Si le jugement du Tribunal régional hors classe de Dakar fait foi pour la première convention, la question de la réalité et de l’exigibilité de la créance reste entière pour la deuxième. C’est pourquoi, le MEFP a commandité à l’Inspection générale des Finances, une enquête sur ces créances. En dépit des demandes formulées par lettres datées des 8 mai 2014 et 12 juin 2014, respectivement adressées au Coordonnateur de l’Inspection générale des Finances et au Ministre de l’Economie et des Finances et du Plan, ce rapport n’a jamais été communiqué à la Cour. L’exigibilité de la créance détenue par MYNA Distribution est un préalable à la conclusion de l’opération de rachat de créances. A défaut, les sommes versées sont indues.

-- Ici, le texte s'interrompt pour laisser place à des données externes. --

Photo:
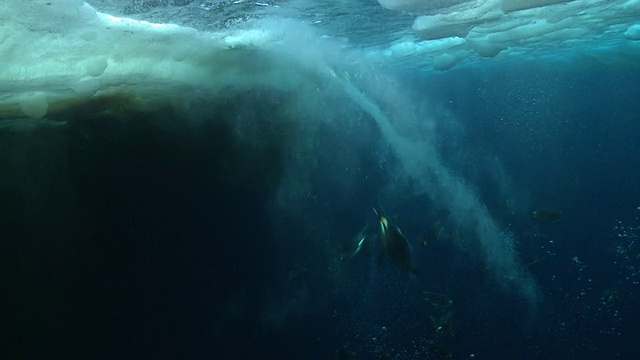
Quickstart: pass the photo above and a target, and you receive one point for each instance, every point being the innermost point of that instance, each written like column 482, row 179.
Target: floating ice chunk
column 485, row 48
column 457, row 23
column 445, row 61
column 419, row 5
column 513, row 5
column 633, row 32
column 96, row 66
column 34, row 106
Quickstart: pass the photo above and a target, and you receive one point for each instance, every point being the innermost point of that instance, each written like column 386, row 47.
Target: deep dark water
column 217, row 232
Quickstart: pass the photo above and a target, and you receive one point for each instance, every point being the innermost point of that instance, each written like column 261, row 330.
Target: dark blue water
column 137, row 236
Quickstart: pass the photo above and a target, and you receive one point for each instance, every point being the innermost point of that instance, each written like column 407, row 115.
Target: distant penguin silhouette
column 394, row 244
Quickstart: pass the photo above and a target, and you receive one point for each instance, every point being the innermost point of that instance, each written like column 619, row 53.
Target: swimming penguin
column 394, row 244
column 353, row 247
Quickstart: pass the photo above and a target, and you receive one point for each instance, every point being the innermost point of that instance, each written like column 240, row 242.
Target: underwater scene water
column 271, row 180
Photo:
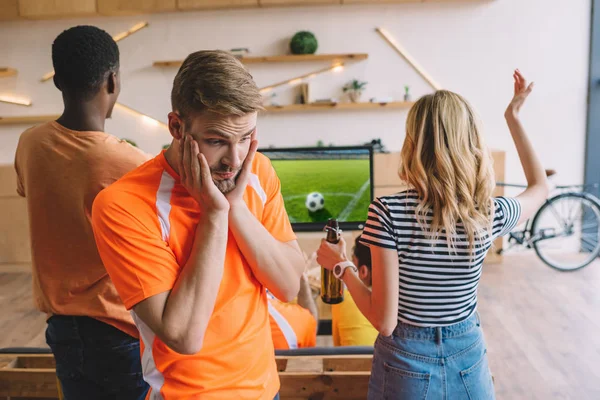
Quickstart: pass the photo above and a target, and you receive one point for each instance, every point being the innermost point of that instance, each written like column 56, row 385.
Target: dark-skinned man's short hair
column 83, row 57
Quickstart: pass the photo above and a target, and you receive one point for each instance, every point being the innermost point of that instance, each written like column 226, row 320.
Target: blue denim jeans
column 445, row 363
column 95, row 360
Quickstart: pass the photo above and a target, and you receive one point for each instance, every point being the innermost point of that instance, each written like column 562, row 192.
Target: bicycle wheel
column 565, row 232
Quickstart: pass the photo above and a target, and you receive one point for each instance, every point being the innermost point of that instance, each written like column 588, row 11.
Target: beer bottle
column 332, row 289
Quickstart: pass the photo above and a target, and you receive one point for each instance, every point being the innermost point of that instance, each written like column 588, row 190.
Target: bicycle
column 565, row 230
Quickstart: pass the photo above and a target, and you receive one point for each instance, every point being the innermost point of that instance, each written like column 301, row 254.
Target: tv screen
column 325, row 182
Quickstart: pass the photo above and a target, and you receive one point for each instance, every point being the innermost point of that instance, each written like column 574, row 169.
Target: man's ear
column 56, row 83
column 175, row 125
column 112, row 83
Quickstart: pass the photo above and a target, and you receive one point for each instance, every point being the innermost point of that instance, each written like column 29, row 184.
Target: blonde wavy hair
column 444, row 158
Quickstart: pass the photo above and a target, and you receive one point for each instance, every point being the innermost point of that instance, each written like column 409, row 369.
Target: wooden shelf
column 339, row 106
column 282, row 59
column 5, row 72
column 35, row 119
column 27, row 120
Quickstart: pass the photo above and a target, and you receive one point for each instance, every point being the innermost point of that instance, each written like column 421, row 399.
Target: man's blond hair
column 214, row 81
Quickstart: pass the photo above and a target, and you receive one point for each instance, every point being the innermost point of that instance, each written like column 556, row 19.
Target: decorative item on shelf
column 381, row 100
column 15, row 100
column 240, row 52
column 325, row 102
column 269, row 99
column 304, row 42
column 354, row 88
column 304, row 94
column 131, row 142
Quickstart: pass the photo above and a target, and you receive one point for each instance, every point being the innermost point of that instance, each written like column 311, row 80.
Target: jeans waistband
column 408, row 331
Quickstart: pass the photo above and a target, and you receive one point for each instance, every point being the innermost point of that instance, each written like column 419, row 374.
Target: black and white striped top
column 438, row 285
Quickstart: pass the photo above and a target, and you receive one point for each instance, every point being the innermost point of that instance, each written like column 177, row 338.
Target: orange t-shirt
column 145, row 225
column 292, row 326
column 60, row 172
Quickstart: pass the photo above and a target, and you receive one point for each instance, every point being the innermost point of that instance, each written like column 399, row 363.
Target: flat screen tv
column 318, row 183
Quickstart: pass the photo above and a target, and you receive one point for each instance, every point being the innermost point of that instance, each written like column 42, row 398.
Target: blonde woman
column 427, row 247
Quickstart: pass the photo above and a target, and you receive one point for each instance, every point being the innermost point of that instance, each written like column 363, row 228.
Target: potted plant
column 354, row 88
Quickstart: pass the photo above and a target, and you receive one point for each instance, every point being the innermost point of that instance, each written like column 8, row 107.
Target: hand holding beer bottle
column 332, row 289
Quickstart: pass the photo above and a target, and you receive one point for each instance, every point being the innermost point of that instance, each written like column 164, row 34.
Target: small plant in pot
column 354, row 88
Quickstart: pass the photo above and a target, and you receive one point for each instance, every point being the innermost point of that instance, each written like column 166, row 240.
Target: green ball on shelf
column 304, row 42
column 131, row 142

Convention du 7 avril 2014
Cette troisième convention porte sur une créance détenue par MYNA sur l’Etat pour un montant de 7 434 000 000 FCFA. En son article 2, elle stipule « le prix d’acquisition par la CDC de la créance est convenu pour la somme de sept milliards vingt-cinq millions cent trente mille (7 025 130 000) FCFA CFA ». Ce montant devra être payé par la CDC selon les modalités suivantes :
– « 2 835 000 000 FCFA CFA à mettre à la disposition de MYNA Distribution Technologies SA dès la signature … ;
– 4 190 130 000 FCFA CFA à verser par la CDC au profit de MYNA Distribution Technologies SA en deux tranches, soit 1 890 000 000 FCFA CFA le 31 mai 2014 et 2 300 130 000 FCFA CFA le 31 juillet 2014 .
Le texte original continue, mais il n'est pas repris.